Деревня кружилась, как в вихре. Улицы наскакивали одна на другую и возвращались на свои места. Улицы то приветствовали, то оскорбляли одна другую и поворачивались друг к дружке спиной. Кафе оказались на улицах, а улицы забрались в кафе. Солдаты теряли свою национальность и принимали другую. Какой-то французский артиллерист надел шотландскую шапочку. Это побудило его сжимать в объятиях какого-то бессмысленно хохотавшего египтянина; русские были мертвецки пьяны.

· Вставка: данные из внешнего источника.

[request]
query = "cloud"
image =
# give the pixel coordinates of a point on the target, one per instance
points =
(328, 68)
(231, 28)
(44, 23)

Австралийцы выражали злость по адресу британской полиции. Их поддерживали зуавы, объявившие себя врагами законов.

Греков презирали, о них забыли. Впрочем, их уже не было, они куда-то исчезли.

Я закинул голову в небо и славил звезды, озарявшие мое веселье. Нам действительно было весело, — в кои-то веки удается покуражиться по-настоящему.

Но сенегальцы — мусульмане. Они пьют только воду. Патруль сенегальцев окружил нас. Подгоняя нас прикладами и подбадривая штыками, сенегальцы быстро очистили городишко от шатающихся и горланящих гостей. Мы были отброшены к холмам и ползком на брюхе, кое-как добрались до своих палаток.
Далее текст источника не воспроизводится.